By Dan Durkin-

(CBS) The parallels between the New Orleans Saints and Chicago Bears extend far beyond the 5-8 records they bring to the field for Monday’s matchup at Soldier Field. Disappointment runs deep in both cities, where unmet promises have been outweighed by poor play.

The same issues have plagued both teams – missed assignments, mental errors, dropped passes, imbalanced play-calling and an overall inability to overcome in-game adversity.

Where the comparisons end is that the Saints are still in the playoff hunt — thanks to the atrocious NFC South they play in – and their coach, Sean Payton, has taken a more aggressive approach to holding his team accountable for their inexcusable level of play.

Not only has the level of play been inexcusable, it’s been maddeningly inconsistent. The Saints have beaten the likes of the Packers and Steelers but have also thrown up clunkers like they did last week in their 41-10 loss to the Carolina Panthers, which was their fourth straight loss at home.

Clearly, the Carolina loss sent shockwaves throughout the organization. In the locker room after the game, veteran players spoke of a need for a higher level of professionalism and a full commitment to preparation.

Payton promised change both in his postgame presser and the day after, and he proved to be a man of his word.

In the wake of the fallout, accountability has taken many forms this week in New Orleans, from wide receiver Joe Morgan being released to benching strong safety Kenny Vaccaro (the team’s 2013 first-round draft pick) to a series of one-on-one meetings between team leaders and Payton.

Will these moves resonate within the locker room and be enough to keep the team’s playoff hopes alive?

Taking a step back, there’s somewhat of an explanation for the discord in the locker room. This past offseason, general manager Mickey Loomis had to make a series of cap-related decisions.

There’s a price associated with an offense that has ranked in the top six in yardage every year since Payton and quarterback Drew Brees arrived in 2006. This season, the Saints spent more than any other team on their starting offense, and the lion’s share is tied up in a handful of players – $42.5 million guaranteed has been spent on Brees, guards Jahri Evans and Ben Grubbs, wide receiver Marques Colston and tight end Jimmy Graham.

In total, 12 players were let go this past offseason. The one piece the offense seems to be missing most is running back Darren Sproles, who ate up underneath zones as teams sat back in split-safety looks in fear of being beaten deep. He’s in Philadelphia now.

Without Sproles in the backfield, the Saints have become more of an 11 (three-wide receiver) personnel team and are more predictable with their run game from 12 personnel when Mark Ingram enters the game. Pierre Thomas remains an essential component to their screen and third-down passing attack.

Payton has been masterful at deploying a variety of personnel groupings and formations to scheme advantageous matchups that target one particular player or one particular area of opposing defenses. The Saints throw the ball 62.25 percent of the time, the sixth-highest percentage in the league.

Skewed play-calling, Graham’s health (shoulder issues), shoddy offensive line play and a lack of perimeter weapons who can get vertical and occupy safeties has limited Payton’s ability to attack the middle of the field, which is the cornerstone of the Saints’ scheme.
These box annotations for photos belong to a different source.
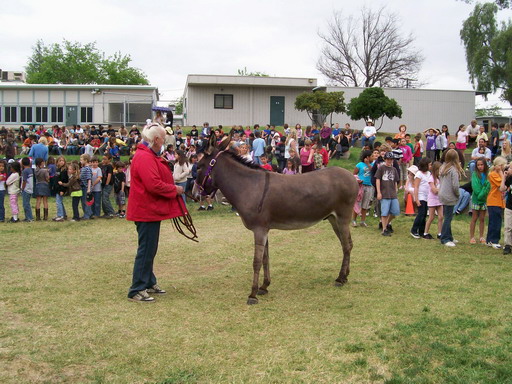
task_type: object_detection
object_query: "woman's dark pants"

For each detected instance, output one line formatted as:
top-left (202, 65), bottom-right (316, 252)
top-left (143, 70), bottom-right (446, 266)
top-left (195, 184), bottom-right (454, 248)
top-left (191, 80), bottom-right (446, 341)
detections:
top-left (128, 221), bottom-right (161, 297)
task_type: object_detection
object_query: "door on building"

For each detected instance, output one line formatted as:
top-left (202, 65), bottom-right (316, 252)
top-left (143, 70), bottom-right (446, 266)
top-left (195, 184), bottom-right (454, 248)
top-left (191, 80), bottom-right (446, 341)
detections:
top-left (65, 106), bottom-right (78, 126)
top-left (270, 96), bottom-right (284, 126)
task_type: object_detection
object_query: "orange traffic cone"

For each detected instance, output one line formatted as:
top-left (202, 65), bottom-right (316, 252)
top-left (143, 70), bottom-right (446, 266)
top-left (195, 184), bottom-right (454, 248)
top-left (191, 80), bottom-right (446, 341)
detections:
top-left (405, 193), bottom-right (415, 216)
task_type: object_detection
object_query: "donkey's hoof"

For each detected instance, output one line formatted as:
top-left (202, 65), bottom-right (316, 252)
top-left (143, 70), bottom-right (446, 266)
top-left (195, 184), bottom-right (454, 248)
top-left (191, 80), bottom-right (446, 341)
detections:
top-left (247, 297), bottom-right (258, 305)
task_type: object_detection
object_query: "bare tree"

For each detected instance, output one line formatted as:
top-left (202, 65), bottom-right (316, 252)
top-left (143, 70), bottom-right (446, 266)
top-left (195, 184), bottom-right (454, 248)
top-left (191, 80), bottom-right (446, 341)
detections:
top-left (317, 7), bottom-right (423, 87)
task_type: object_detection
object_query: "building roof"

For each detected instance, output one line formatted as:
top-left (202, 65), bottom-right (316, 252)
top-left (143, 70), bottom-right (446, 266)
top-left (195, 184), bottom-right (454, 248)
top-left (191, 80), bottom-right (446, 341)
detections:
top-left (0, 82), bottom-right (157, 91)
top-left (186, 75), bottom-right (316, 89)
top-left (319, 85), bottom-right (475, 94)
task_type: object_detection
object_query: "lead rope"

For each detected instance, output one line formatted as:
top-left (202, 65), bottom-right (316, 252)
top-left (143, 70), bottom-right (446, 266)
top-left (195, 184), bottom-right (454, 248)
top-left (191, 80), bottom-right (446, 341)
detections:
top-left (172, 200), bottom-right (199, 243)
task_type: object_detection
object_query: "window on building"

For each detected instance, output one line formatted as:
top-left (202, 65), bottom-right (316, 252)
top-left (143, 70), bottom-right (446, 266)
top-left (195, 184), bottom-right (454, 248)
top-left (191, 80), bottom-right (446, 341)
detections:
top-left (4, 107), bottom-right (18, 123)
top-left (52, 107), bottom-right (64, 123)
top-left (80, 107), bottom-right (93, 123)
top-left (36, 107), bottom-right (48, 123)
top-left (20, 107), bottom-right (33, 123)
top-left (213, 95), bottom-right (233, 109)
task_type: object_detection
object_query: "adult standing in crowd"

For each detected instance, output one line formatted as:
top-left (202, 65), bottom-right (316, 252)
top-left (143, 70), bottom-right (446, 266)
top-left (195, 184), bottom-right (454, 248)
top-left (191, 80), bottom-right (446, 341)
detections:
top-left (361, 121), bottom-right (377, 148)
top-left (320, 123), bottom-right (332, 147)
top-left (28, 136), bottom-right (48, 163)
top-left (468, 120), bottom-right (480, 144)
top-left (127, 124), bottom-right (186, 303)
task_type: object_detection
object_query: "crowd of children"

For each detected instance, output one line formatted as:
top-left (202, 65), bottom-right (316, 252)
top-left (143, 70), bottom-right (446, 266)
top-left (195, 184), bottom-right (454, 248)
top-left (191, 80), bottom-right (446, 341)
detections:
top-left (0, 153), bottom-right (131, 223)
top-left (352, 121), bottom-right (512, 254)
top-left (0, 118), bottom-right (512, 253)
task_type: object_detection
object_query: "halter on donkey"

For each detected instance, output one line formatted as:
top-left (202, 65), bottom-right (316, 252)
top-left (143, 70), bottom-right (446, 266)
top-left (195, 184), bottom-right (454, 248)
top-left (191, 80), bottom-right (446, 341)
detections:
top-left (196, 137), bottom-right (358, 304)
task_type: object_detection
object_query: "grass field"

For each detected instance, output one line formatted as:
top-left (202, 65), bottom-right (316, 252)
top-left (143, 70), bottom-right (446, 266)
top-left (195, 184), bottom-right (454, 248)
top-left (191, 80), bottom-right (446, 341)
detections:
top-left (0, 146), bottom-right (512, 384)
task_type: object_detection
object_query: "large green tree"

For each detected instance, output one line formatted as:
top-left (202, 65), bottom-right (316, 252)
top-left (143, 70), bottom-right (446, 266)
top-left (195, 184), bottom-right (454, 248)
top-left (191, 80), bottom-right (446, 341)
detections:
top-left (295, 91), bottom-right (346, 125)
top-left (26, 40), bottom-right (149, 85)
top-left (460, 3), bottom-right (512, 104)
top-left (347, 87), bottom-right (402, 130)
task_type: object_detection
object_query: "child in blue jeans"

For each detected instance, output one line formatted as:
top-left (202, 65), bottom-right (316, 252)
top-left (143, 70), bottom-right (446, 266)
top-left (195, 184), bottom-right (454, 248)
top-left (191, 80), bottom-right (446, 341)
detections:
top-left (375, 152), bottom-right (400, 236)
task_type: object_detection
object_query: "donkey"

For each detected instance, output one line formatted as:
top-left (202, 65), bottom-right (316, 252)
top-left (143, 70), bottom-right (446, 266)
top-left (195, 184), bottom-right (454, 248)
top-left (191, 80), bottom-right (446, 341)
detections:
top-left (196, 135), bottom-right (358, 304)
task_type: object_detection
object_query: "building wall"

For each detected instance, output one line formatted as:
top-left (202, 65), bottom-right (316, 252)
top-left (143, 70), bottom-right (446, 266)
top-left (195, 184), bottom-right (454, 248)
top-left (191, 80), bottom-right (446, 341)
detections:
top-left (185, 84), bottom-right (475, 133)
top-left (327, 87), bottom-right (475, 133)
top-left (0, 84), bottom-right (157, 127)
top-left (185, 85), bottom-right (309, 126)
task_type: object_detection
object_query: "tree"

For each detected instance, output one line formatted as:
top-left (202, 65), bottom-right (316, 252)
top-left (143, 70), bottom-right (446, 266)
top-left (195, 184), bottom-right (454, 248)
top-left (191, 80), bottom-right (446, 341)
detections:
top-left (462, 0), bottom-right (512, 9)
top-left (238, 67), bottom-right (269, 77)
top-left (317, 8), bottom-right (423, 87)
top-left (26, 40), bottom-right (148, 85)
top-left (460, 3), bottom-right (512, 104)
top-left (295, 91), bottom-right (346, 125)
top-left (347, 87), bottom-right (402, 130)
top-left (475, 104), bottom-right (502, 117)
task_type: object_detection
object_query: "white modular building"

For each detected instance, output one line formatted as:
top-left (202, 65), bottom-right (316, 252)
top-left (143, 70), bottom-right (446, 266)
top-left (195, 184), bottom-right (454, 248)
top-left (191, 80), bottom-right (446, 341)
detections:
top-left (183, 75), bottom-right (316, 126)
top-left (183, 75), bottom-right (475, 133)
top-left (324, 87), bottom-right (475, 134)
top-left (0, 82), bottom-right (158, 127)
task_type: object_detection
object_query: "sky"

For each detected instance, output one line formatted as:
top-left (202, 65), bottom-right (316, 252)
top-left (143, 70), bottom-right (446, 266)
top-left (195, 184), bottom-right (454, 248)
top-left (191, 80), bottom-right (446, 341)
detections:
top-left (0, 0), bottom-right (512, 114)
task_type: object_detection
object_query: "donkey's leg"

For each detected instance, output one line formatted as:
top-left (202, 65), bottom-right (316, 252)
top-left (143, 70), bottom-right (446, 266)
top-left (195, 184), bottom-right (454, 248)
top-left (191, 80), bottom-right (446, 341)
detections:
top-left (247, 229), bottom-right (268, 304)
top-left (329, 216), bottom-right (352, 286)
top-left (258, 237), bottom-right (270, 295)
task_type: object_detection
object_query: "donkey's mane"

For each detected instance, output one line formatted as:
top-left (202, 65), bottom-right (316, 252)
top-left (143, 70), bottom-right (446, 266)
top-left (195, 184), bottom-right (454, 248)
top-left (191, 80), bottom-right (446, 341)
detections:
top-left (224, 149), bottom-right (264, 171)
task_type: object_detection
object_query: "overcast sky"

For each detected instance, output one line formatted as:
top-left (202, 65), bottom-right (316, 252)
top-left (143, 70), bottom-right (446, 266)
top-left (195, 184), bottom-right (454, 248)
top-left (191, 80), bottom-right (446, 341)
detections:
top-left (0, 0), bottom-right (511, 110)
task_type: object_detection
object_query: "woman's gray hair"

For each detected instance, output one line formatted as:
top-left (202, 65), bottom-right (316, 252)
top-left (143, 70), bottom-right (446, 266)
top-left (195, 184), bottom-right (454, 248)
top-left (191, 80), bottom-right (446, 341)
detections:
top-left (141, 122), bottom-right (165, 144)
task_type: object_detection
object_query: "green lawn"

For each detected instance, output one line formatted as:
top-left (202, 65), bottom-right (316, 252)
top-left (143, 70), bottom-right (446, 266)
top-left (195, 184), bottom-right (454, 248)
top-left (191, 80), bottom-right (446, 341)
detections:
top-left (0, 186), bottom-right (512, 384)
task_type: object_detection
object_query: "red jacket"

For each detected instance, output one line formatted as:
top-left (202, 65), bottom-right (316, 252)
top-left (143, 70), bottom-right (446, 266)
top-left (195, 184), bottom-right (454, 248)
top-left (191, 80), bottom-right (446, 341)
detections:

While Brees has only been sacked 20 times, he’s been under frequent pressure, particularly up the middle. Aside from his elite ability to read and diagnose defenses, what’s allowed Brees to excel despite not having ideal height is his ability to step up in the pocket to create throwing lanes and keep his eyes down the field.

Brees doesn’t have elite arm strength. Rather, he throws with great anticipation and accuracy. When pressured, he’s forced to reset, re-scan and throw from different arm angles, which cuts into his velocity.

Defensively, the Saints have been victimized by poor tackling and missed assignments, but they’re also missing consistent pressure off the edge to truly allow coordinator Rob Ryan’s hybrid (4-3 base) scheme to flourish.

Ryan is a week-to-week game planner who tailors his attack for each specific opponent. This requires strict attention to detail and precise execution on the field. The Saints are getting neither.

Outside of Junior Galette, the Saints aren’t getting enough push off the edge. Cameron Jordan had a strong season in 2013, totaling 12.5 sacks, but he has only six so far this season. Without the push up front and boasting an inconsistent coverage in the secondary, the Saints’ rush and coverage rarely works in tandem, and they’ve sunk near the bottom of the league (29th) in both pass and run defense.

With three winnable games remaining (Chicago, Atlanta and Tampa Bay), New Orleans is in control of its playoff destiny. However, unlike years past, this Saints team doesn’t put fear into opponents and would likely face an early playoff exit.